Convenient truths about the global financial crisis.
Photo by Jim Marks
Between 2004 and 2006 interest rates in the US rose from 1 percent to 5.35 percent. Homeowners began defaulting on their mortgages, particularly ‘sub-prime’ loans (high-risk loans to people with bad credit records).
By September 2008, 4.6 percent of US mortgages were 90 days in arrears. More than seven million Americans are expected to default on their mortgage payments by the end of 2010. Four million will lose their homes.
Banks all over the world, which had bought US mortgage debt as an asset, suddenly owned a lot of bad debt.

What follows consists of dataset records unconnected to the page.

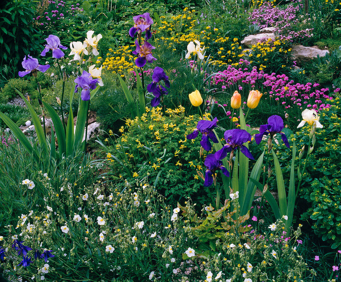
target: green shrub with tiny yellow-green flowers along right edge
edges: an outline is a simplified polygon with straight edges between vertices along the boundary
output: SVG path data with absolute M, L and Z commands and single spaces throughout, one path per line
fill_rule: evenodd
M 340 98 L 337 97 L 329 101 L 329 103 L 330 108 L 322 110 L 320 114 L 320 122 L 323 128 L 317 128 L 316 130 L 316 144 L 309 156 L 306 173 L 302 177 L 299 196 L 310 203 L 310 208 L 302 218 L 309 219 L 310 217 L 313 220 L 312 228 L 314 232 L 321 236 L 324 241 L 330 242 L 332 248 L 337 248 L 341 245 Z M 293 138 L 297 142 L 297 151 L 303 145 L 307 147 L 309 126 L 305 126 L 303 130 L 296 132 Z M 284 167 L 284 179 L 288 181 L 290 151 L 281 146 L 278 156 Z M 303 159 L 298 160 L 298 157 L 296 157 L 296 161 L 302 162 L 303 165 Z

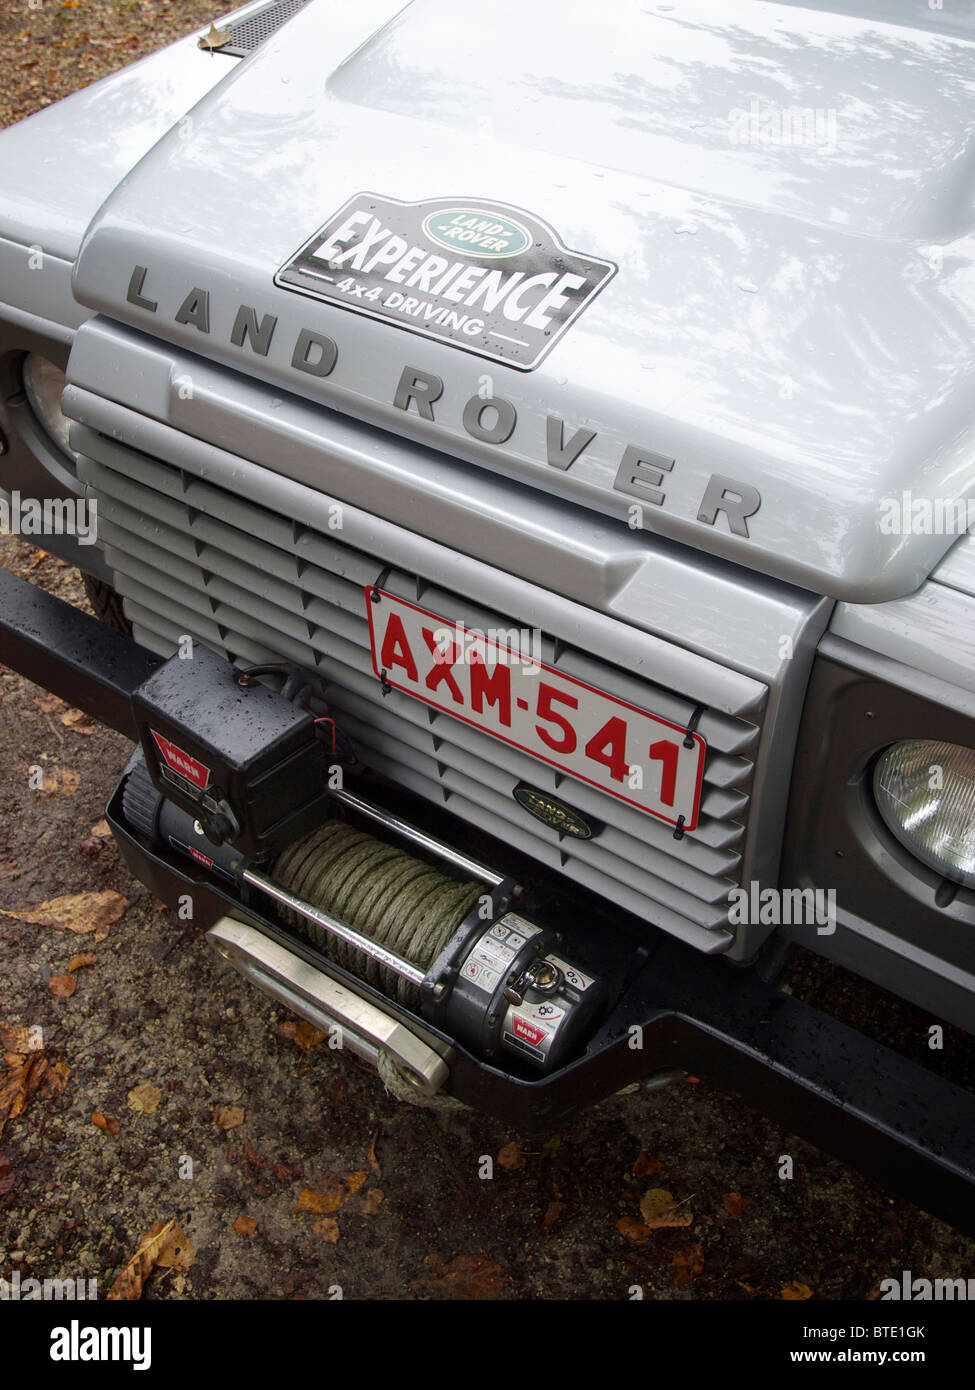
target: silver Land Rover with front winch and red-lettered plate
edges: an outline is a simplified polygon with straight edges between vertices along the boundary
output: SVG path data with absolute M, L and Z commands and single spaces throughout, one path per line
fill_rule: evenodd
M 975 1222 L 975 1098 L 777 983 L 975 1029 L 974 90 L 972 0 L 259 0 L 0 135 L 102 617 L 0 571 L 0 657 L 396 1094 L 693 1070 Z

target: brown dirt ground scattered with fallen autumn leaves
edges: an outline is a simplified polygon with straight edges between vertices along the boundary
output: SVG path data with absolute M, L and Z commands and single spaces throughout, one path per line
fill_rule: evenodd
M 175 0 L 8 7 L 0 115 L 210 17 Z M 83 602 L 22 541 L 0 541 L 0 563 Z M 7 670 L 0 730 L 0 1277 L 96 1279 L 104 1295 L 170 1222 L 143 1300 L 836 1301 L 904 1269 L 975 1276 L 975 1241 L 707 1080 L 630 1091 L 531 1143 L 395 1101 L 128 876 L 100 824 L 125 739 Z M 99 895 L 79 930 L 46 924 L 78 894 Z M 971 1038 L 949 1030 L 928 1056 L 932 1020 L 811 958 L 794 987 L 971 1083 Z M 690 1222 L 648 1229 L 654 1188 Z

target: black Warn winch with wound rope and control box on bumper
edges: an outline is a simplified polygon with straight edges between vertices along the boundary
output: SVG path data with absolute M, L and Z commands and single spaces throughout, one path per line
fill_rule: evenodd
M 252 684 L 256 671 L 199 651 L 172 657 L 134 698 L 143 727 L 122 798 L 129 826 L 227 885 L 257 890 L 323 955 L 480 1056 L 513 1054 L 542 1072 L 576 1056 L 604 981 L 563 954 L 559 933 L 513 910 L 517 884 L 344 787 L 325 790 L 316 719 Z

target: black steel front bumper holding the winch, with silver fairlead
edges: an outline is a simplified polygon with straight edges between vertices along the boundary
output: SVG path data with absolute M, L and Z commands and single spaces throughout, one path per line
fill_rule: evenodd
M 0 570 L 0 660 L 135 738 L 131 695 L 160 659 Z M 196 922 L 220 924 L 213 942 L 220 954 L 236 958 L 243 974 L 295 1012 L 319 1023 L 355 1016 L 362 1055 L 374 1059 L 382 1048 L 401 1055 L 408 1041 L 408 1055 L 420 1062 L 420 1088 L 445 1083 L 449 1094 L 527 1136 L 551 1133 L 631 1081 L 693 1072 L 975 1233 L 975 1095 L 783 994 L 754 969 L 732 970 L 720 958 L 648 931 L 636 970 L 586 1054 L 541 1079 L 509 1074 L 327 960 L 249 901 L 246 885 L 232 895 L 204 869 L 138 835 L 124 820 L 121 788 L 107 819 L 131 872 L 166 902 L 191 892 Z M 242 917 L 256 937 L 232 930 Z M 424 1048 L 434 1058 L 426 1072 Z

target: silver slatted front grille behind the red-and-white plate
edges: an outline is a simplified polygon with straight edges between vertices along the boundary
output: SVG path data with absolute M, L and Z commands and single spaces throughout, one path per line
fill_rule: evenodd
M 99 538 L 138 641 L 171 655 L 192 634 L 238 663 L 287 659 L 320 671 L 367 766 L 704 951 L 730 945 L 727 892 L 741 873 L 757 714 L 700 712 L 708 744 L 701 816 L 695 831 L 675 840 L 662 821 L 449 714 L 399 691 L 384 698 L 363 592 L 380 575 L 385 589 L 451 624 L 519 628 L 524 613 L 480 606 L 477 595 L 449 592 L 249 499 L 250 464 L 232 492 L 90 431 L 85 453 L 79 475 L 97 499 Z M 547 631 L 542 660 L 687 726 L 693 701 L 594 659 L 570 638 L 569 630 Z M 515 801 L 520 781 L 604 828 L 588 841 L 559 840 Z

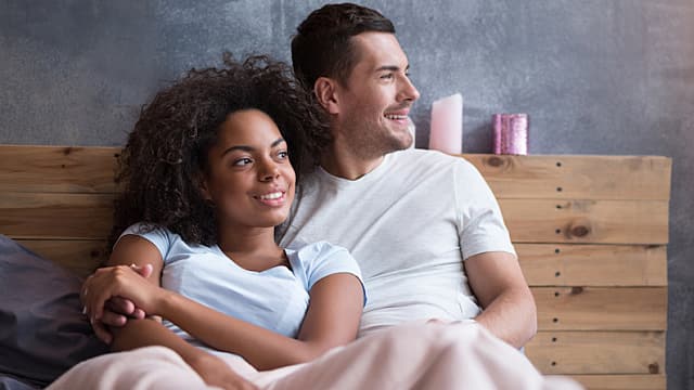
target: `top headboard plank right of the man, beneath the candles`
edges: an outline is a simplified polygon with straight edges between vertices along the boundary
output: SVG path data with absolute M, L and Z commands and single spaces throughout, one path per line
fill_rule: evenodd
M 499 198 L 670 198 L 672 160 L 660 156 L 465 154 Z

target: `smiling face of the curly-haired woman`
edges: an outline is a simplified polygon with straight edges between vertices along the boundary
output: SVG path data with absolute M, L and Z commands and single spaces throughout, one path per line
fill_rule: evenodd
M 296 176 L 286 142 L 267 114 L 255 108 L 230 114 L 207 161 L 202 190 L 221 224 L 271 227 L 286 219 Z

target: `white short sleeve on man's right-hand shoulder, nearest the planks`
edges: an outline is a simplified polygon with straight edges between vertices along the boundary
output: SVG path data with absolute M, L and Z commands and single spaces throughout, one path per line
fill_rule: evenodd
M 461 159 L 453 178 L 463 259 L 488 251 L 515 256 L 497 198 L 479 171 Z

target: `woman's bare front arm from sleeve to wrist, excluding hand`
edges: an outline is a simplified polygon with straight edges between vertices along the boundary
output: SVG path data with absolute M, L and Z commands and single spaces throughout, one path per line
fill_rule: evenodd
M 192 304 L 190 304 L 192 303 Z M 185 310 L 177 308 L 185 307 Z M 359 280 L 347 273 L 323 277 L 310 290 L 298 339 L 285 337 L 171 294 L 160 315 L 219 350 L 242 355 L 257 369 L 313 360 L 357 336 L 363 308 Z

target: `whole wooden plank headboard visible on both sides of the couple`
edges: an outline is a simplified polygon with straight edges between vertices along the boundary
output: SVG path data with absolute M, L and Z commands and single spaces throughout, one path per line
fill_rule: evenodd
M 116 147 L 0 145 L 0 233 L 79 275 L 104 257 Z M 538 304 L 526 353 L 590 389 L 665 389 L 671 160 L 464 155 Z

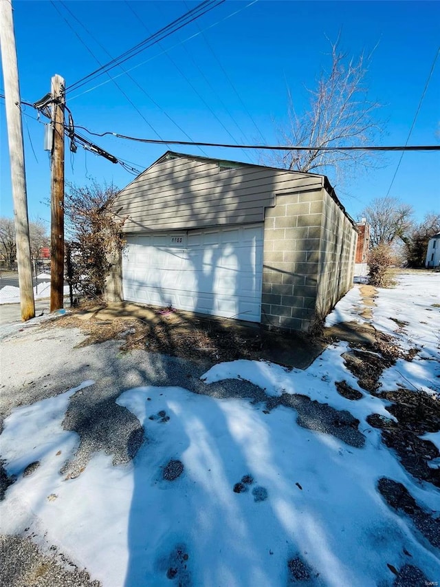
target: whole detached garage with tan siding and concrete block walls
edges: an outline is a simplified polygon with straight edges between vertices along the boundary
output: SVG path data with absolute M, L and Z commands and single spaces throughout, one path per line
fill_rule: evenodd
M 325 175 L 166 151 L 113 211 L 107 301 L 307 332 L 353 281 L 357 228 Z

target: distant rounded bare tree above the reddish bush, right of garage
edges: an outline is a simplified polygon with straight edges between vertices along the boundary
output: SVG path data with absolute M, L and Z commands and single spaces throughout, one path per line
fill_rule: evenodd
M 404 237 L 412 226 L 412 206 L 397 198 L 376 198 L 361 213 L 370 224 L 370 246 L 391 244 Z

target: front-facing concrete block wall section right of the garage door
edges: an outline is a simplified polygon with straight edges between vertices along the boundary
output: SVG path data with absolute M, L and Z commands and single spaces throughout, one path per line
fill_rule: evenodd
M 276 196 L 264 223 L 261 323 L 307 330 L 320 270 L 324 190 Z

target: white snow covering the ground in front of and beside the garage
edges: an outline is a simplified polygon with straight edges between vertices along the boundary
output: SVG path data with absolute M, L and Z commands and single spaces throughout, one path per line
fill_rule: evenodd
M 436 396 L 440 275 L 401 275 L 375 301 L 375 328 L 403 349 L 419 348 L 413 361 L 384 372 L 382 388 L 401 383 Z M 327 322 L 365 321 L 361 310 L 355 286 Z M 113 466 L 111 455 L 96 453 L 80 476 L 66 479 L 60 469 L 79 440 L 63 429 L 63 418 L 69 398 L 93 382 L 17 407 L 0 436 L 5 469 L 17 476 L 0 503 L 0 532 L 47 532 L 50 544 L 104 587 L 391 586 L 407 564 L 438 584 L 439 549 L 386 504 L 377 482 L 404 484 L 437 517 L 440 491 L 410 476 L 366 422 L 373 413 L 393 416 L 388 402 L 361 389 L 347 370 L 347 350 L 347 343 L 330 345 L 305 371 L 233 361 L 214 365 L 202 379 L 209 385 L 241 378 L 268 398 L 303 394 L 348 410 L 360 420 L 360 447 L 301 427 L 285 406 L 268 411 L 243 398 L 137 387 L 117 400 L 144 428 L 134 460 Z M 336 392 L 342 380 L 362 393 L 359 401 Z M 426 438 L 440 450 L 440 432 Z

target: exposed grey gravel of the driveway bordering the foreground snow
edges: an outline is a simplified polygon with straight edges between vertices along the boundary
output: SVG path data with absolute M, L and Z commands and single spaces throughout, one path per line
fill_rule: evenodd
M 142 385 L 184 387 L 196 394 L 217 398 L 249 398 L 252 403 L 265 403 L 267 412 L 283 405 L 296 410 L 298 424 L 303 427 L 332 434 L 351 446 L 359 447 L 364 443 L 357 420 L 348 412 L 338 412 L 305 396 L 269 397 L 263 389 L 243 380 L 207 385 L 200 376 L 211 363 L 144 350 L 121 352 L 123 340 L 80 346 L 85 339 L 80 330 L 40 328 L 44 319 L 47 318 L 35 319 L 26 325 L 0 327 L 0 430 L 3 418 L 15 407 L 63 393 L 86 380 L 95 381 L 94 385 L 72 396 L 65 414 L 63 426 L 76 431 L 80 438 L 76 454 L 63 465 L 66 476 L 80 474 L 96 451 L 112 455 L 115 465 L 135 456 L 144 440 L 144 431 L 137 418 L 116 404 L 115 399 L 126 389 Z M 87 573 L 76 567 L 73 572 L 70 568 L 68 576 L 63 574 L 67 572 L 59 566 L 63 555 L 51 551 L 50 544 L 39 550 L 25 539 L 24 532 L 22 534 L 21 537 L 3 537 L 1 542 L 5 562 L 0 575 L 2 586 L 97 585 L 89 582 Z M 43 535 L 42 530 L 40 537 L 35 536 L 33 540 L 42 540 Z M 46 570 L 39 575 L 37 568 Z M 34 573 L 31 581 L 29 573 Z

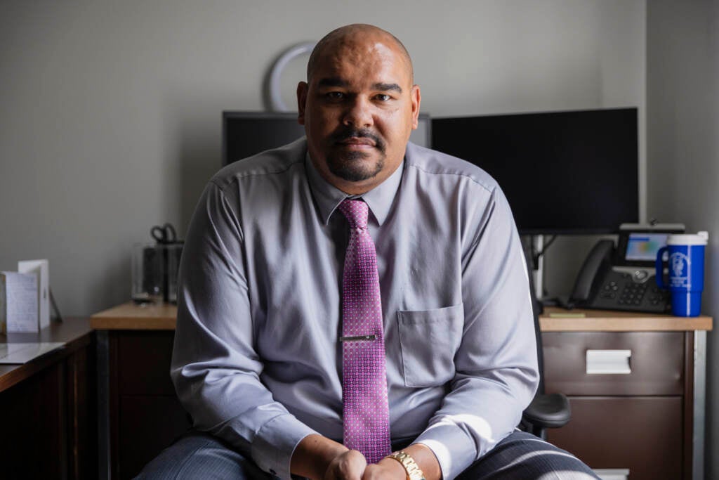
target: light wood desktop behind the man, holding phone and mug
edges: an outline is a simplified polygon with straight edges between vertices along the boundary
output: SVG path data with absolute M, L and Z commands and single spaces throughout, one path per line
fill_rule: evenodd
M 94 314 L 90 325 L 97 330 L 174 330 L 176 316 L 174 305 L 139 306 L 130 302 Z M 539 324 L 542 332 L 688 331 L 711 330 L 712 318 L 547 307 Z

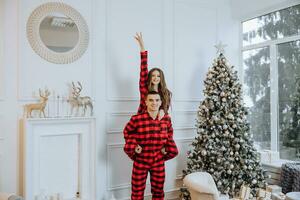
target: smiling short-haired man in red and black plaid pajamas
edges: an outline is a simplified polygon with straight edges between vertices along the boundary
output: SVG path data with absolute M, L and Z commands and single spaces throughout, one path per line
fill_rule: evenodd
M 150 172 L 153 200 L 164 199 L 165 161 L 178 154 L 173 140 L 171 118 L 158 120 L 161 98 L 158 92 L 146 95 L 147 111 L 131 117 L 124 129 L 125 153 L 134 161 L 131 179 L 131 199 L 143 200 Z

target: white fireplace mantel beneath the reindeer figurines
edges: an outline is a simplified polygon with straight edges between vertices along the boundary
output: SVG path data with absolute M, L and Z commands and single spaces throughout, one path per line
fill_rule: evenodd
M 23 120 L 23 195 L 95 200 L 95 119 Z

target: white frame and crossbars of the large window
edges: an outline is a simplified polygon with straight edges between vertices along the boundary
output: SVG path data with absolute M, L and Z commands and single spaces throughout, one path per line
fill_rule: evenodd
M 262 48 L 262 47 L 269 47 L 270 49 L 270 119 L 271 119 L 271 150 L 272 151 L 279 151 L 279 128 L 278 128 L 278 63 L 277 63 L 277 46 L 282 43 L 287 43 L 287 42 L 293 42 L 296 40 L 300 40 L 300 35 L 295 35 L 295 36 L 289 36 L 289 37 L 284 37 L 276 40 L 270 40 L 270 41 L 265 41 L 261 42 L 259 44 L 253 44 L 253 45 L 246 45 L 243 47 L 243 27 L 242 24 L 245 21 L 248 21 L 250 19 L 266 15 L 271 12 L 275 12 L 281 9 L 285 9 L 291 6 L 298 5 L 299 1 L 292 1 L 288 5 L 280 5 L 277 7 L 273 7 L 272 9 L 265 9 L 264 11 L 259 11 L 252 15 L 252 17 L 248 17 L 245 19 L 242 19 L 239 24 L 239 30 L 240 30 L 240 60 L 239 60 L 239 66 L 240 66 L 240 77 L 241 77 L 241 83 L 244 83 L 244 66 L 243 66 L 243 51 L 246 50 L 253 50 L 257 48 Z

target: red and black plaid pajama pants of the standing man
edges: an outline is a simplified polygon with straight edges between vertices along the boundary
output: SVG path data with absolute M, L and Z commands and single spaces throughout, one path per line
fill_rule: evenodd
M 131 177 L 131 200 L 143 200 L 148 172 L 152 200 L 164 200 L 165 161 L 161 158 L 152 163 L 134 161 Z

Billions of dollars were lost from their balance sheets.
Banks started running out of cash and had to borrow money from each other. Soon there was no one left to borrow from. Beginning with Lehman Brothers in the US, banks all over the world began to collapse.
The US Government bailed out its financial industry at a cost of $1.18 trillion. The cost of the EU rescue package was $2.18 trillion, to buy faltering banks and guarantee loans. The UK’s government rescue package amounts to $1 trillion.
In October 2008 Iceland declared national bankruptcy, and became the first Western country since 1976 to accept an International Monetary Fund bailout.
The Bank of England says the world’s financial firms have lost $4.82 trillion. More than 100,000 banking jobs have been lost worldwide.
Bonuses paid to Wall Street executives in 2007 totalled $56 billion—an average $311,000 for each of the 180,000 people employed by Wall Street firms at the time.
Globally, taxpayers have now spent around $13.39 trillion (that’s $13,392,103,900,000) to shore up the world’s banks. That amount is predicted to increase.
The UN estimates that the cost to end world hunger completely, along with diseases related to hunger and poverty, is $329 billion a year. $13.39 trillion would fix world hunger and poverty for two generations (40 years).